[<prev] [next>] [<thread-prev] [day] [month] [year] [list]
Message-ID: <CAEf4Bza+5puzEwyqym0eVZ=nGucSOWLwozBVMqpSwysob_8DvQ@mail.gmail.com>
Date: Sat, 3 Aug 2019 09:56:00 -0700
From: Andrii Nakryiko <andrii.nakryiko@...il.com>
To: Alexei Starovoitov <alexei.starovoitov@...il.com>
Cc: Andrii Nakryiko <andriin@...com>, bpf <bpf@...r.kernel.org>,
Networking <netdev@...r.kernel.org>,
Alexei Starovoitov <ast@...com>,
Daniel Borkmann <daniel@...earbox.net>,
Yonghong Song <yhs@...com>, Song Liu <songliubraving@...com>,
Kernel Team <kernel-team@...com>
Subject: Re: [PATCH v3 bpf-next 02/12] libbpf: implement BPF CO-RE offset
relocation algorithm
On Sat, Aug 3, 2019 at 9:26 AM Alexei Starovoitov
<alexei.starovoitov@...il.com> wrote:
>
> On Fri, Aug 02, 2019 at 11:30:21PM -0700, Andrii Nakryiko wrote:
> >
> > No, not anonymous.
> >
> > struct my_struct___local {
> > int a;
> > };
> >
> > struct my_struct___target {
> > long long a;
> > };
> >
> > my_struct___local->a will not match my_struct___target->a, but it's
> > not a reason to stop relocation process due to error.
>
> why? It feels that this is exactly the reason to fail relocation.
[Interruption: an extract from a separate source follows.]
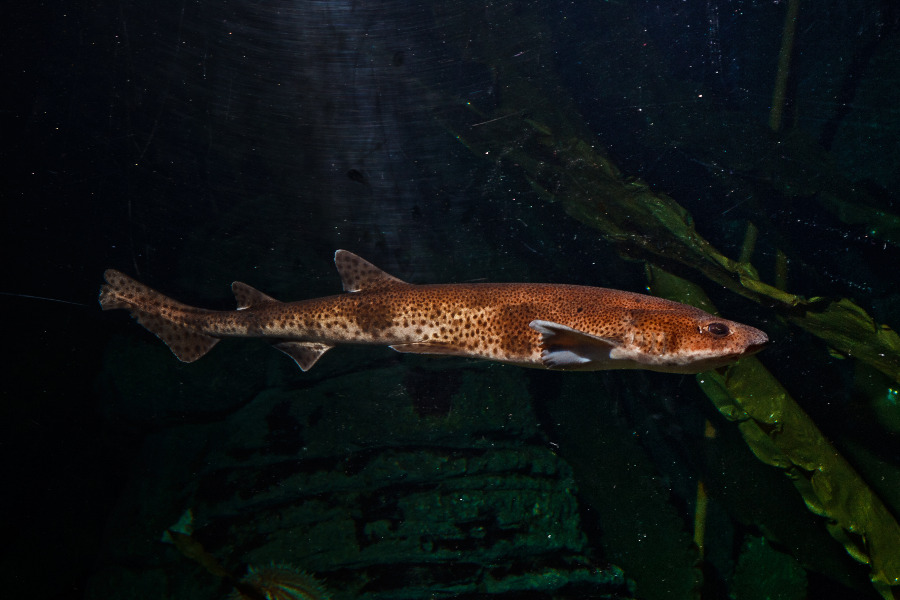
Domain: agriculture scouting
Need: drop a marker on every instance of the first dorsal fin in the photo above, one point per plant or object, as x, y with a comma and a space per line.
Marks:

> struct names matched. field names matched.
> but the types are different. Why proceed further?
Because it can be accidental name collision. Think about two different
ring_buffer structs, let's say they have some field with the same
generic name, but different types, e.g., id (I'm making everything up,
except the fact that there are two different ring_buffers in kernel):
struct ring_buffer {
int id;
int extra_field_a;
/* tons of other fields */
};
struct ring_buffer {
char id[16];
int extra_field_b;
/* other stuff */
};
If BPF app expects to read first ring_buffer's id (of int type), that
relocation will still be tried against both, because there is no way
to know which one was originally intended. But because type matched
for only one of them, then that one is the chosen candidate.
Now, if both ids were int, then we would have two matching candidates,
and then two situations are possible:
1. Offsets of that field match. Then it doesn't matter, we still
successfully relocate.
2. Offsets don't match - that's an error, because we can't figure out
correct relocation. Program loading will fail in that case.
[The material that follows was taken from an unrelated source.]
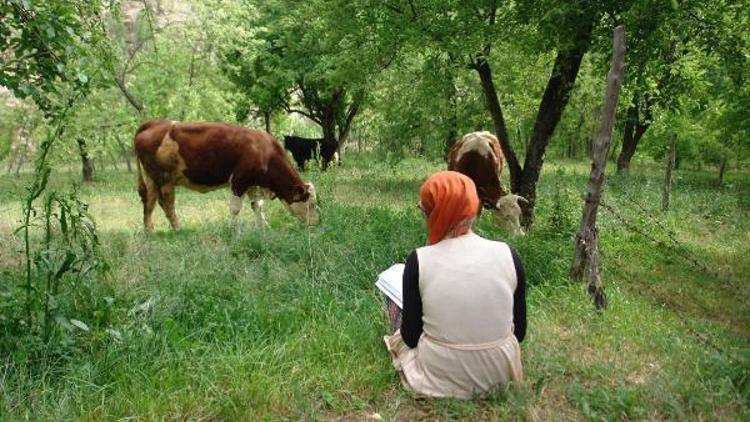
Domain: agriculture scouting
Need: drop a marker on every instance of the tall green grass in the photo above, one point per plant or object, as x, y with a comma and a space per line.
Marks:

But in situation 2, if there was another relocation for ring_buffer
(for another field), and that field was matched against only one of
the structs, then that one struct would be chosen only.
So in general, I try to postpone failure as much as possible, because
there could be "accidental" name matches. This is not a failure, until
we have ambiguity or failed to find any matching candidate, that
satisfies **all** field relocations.
>
> Also what about str->a followed by str->b.
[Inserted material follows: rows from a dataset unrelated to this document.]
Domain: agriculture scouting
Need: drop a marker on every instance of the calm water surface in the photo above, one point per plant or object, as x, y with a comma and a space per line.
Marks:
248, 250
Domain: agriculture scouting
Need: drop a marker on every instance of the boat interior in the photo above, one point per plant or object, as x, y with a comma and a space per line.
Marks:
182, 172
> Is it possible that str->a will pick up one flavor when str->b different one?
No, if str->a picked one flavor and discarded another one, then we are
left with that chosen flavor as single possible candidate for all
subsequent relocations against structs with the same name. That's main
reason or this cache of candidates that I maintain (not just a
performance improvement).
> That will likely lead to wrong behavior?
>
> >
> > All the tests I added use non-numeric flavors. While technically I can
> > use just ___1, ___2 and so on, it will greatly reduce readability,
> > while not really solving any problem (nothing prevents someone to add
> > something like lmc___1 eventually).
> >
> > I think it's not worth it to complicate this logic just for
> > lmc___{softc,media,ctl}, but we can do 2) - try to match any struct as
> > is. If that fails, see if it's a "flavor" and match flavors.
>
> Could you please share benchmarking results of largish bpf prog
> with couple thousands relocations against typical vmlinux.h ?
I can once I have such a program converted.
> I'm concerned that this double check will be noticeable.
Well yes, it's an extra pass, essentially, which is why I wouldn't
like to do it.
> May be llvm should recognize "flavor" in the type name and
> encode them differently in BTF ?
> Or add a pre-pass to libbpf to sort out all types into flavored and not.
This seems like extreme overcomplication for extreme corner case. And
there is very simple work-around from user space.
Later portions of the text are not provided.